In September last year I blogged that I had become a vegetarian. This for me was a great achievement because I grew up eating a lot of meat. Memories of my mother cooking a most delicious Caribbean Sunday dinner whilst listening to Reggae music still reside vividly within my mind. However, the shift to vegetarianism was quite a simple one due to my Earthing practices four times per year over the last several years.
Recently, I began looking at what it means to be a vegan and realised a lot of the eating habits and ethics of the vegan lifestyle fit perfectly with my way of life and perspectives (as outlined in Replug YOU). So to make the shift to being a vegan was an easy matter. What is not an easy matter mind you is making this shift whilst at the same time changing one’s eating habits (clamping down on sugar) and training for a Duathlon (to take place at the end of March – with three more later in the year). Plus, in my case, the winter months don’t help. I’m yearning for the warm Spring sunshine.

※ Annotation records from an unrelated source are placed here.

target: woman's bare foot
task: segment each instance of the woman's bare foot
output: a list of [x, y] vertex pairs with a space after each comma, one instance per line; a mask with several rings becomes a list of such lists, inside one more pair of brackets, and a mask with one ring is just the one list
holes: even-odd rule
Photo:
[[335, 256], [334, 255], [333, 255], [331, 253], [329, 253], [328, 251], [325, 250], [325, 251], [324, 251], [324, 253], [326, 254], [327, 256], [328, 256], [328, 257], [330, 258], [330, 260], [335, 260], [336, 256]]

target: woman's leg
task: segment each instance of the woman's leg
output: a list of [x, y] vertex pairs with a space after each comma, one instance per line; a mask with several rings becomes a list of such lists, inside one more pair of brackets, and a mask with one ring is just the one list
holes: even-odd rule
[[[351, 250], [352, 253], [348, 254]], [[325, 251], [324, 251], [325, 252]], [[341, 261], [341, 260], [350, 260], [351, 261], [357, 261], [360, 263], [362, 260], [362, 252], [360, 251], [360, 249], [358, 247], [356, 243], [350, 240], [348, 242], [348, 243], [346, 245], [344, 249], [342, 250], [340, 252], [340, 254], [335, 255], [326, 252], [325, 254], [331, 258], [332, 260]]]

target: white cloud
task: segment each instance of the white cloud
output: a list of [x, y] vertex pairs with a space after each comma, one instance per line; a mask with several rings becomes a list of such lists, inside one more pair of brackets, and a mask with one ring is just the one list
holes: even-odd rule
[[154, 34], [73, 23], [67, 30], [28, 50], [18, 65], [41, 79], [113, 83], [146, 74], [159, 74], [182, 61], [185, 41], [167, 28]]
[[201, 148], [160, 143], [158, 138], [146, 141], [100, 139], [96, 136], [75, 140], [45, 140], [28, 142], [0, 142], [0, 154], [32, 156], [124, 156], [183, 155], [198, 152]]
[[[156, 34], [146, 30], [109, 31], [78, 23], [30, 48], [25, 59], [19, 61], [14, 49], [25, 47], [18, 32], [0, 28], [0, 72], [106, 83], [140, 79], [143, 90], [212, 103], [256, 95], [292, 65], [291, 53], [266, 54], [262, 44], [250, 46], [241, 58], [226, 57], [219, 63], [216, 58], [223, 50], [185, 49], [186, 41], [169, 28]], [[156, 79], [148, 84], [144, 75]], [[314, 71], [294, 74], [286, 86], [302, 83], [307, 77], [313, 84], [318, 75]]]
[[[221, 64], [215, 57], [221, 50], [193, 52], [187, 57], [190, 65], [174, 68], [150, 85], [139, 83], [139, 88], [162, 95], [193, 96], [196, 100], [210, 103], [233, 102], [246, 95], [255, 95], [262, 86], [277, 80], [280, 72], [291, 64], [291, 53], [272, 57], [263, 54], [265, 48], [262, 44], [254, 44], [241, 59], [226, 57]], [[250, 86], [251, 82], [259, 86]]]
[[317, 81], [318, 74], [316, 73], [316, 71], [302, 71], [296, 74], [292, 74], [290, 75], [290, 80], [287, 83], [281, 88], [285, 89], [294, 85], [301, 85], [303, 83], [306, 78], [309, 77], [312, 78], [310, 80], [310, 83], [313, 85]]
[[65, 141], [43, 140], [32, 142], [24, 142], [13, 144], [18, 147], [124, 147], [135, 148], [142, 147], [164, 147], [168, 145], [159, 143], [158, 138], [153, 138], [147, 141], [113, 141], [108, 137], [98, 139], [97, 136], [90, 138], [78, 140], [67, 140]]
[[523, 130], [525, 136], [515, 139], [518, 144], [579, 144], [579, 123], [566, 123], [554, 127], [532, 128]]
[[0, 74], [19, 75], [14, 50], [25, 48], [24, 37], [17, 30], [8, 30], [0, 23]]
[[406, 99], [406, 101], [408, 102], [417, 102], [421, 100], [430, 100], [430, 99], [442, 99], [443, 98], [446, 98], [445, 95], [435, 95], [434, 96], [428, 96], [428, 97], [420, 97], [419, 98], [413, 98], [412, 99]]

I remember the looks on my family member’s faces when I told them I was a vegan. Being a vegetarian is kind of acceptable just as long as you don’t start eating by yourself during family occasions, but being a vegan is just damn-right alien to the modern way of life. In my grandfather’s words: ‘You’ll make yourself sick and unhealthy you will’ – with an expression that said silly boy. Bless him, he meant well even if he did say it in a public waiting room where everyone there has nothing better to do than to listen to each others conversations. My wife’s expression was also quite funny because I could see her mentally working out how the next food shopping trip would go.
I do feel blessed to have a supportive family in this new challenge I’ve set myself. My wife and children have supported my changes and even enjoy a vegan meal with me. I’m currently following a 10-week beginner Duathlon training plan set out by Tom Lowe and complimenting my training by getting enough rest and sleep (I’m a night owl, which is okay just as long as my training works with it), prioritising my space (not time) and taking as much sugar out of my foods. I’m trying to make the whole process as natural as possible and not enforcing gym sessions, weights, etc. The visible results might take longer, but will be overall more beneficial for my holistic mindset.
I suppose the majority of my challenge will be mostly mental because I don’t like long-distance running in the slightest, but give me a bike and I’ll be out all day. I’ve had a couple of lapses so far due to natural fatigue of my daily life activities, but I’m not punishing myself about it. Nope, I’ve taken that whole guilt-trip, beat yourself up mentality right out. Like water I will go with the flow and slowly shape out and set my own river over time.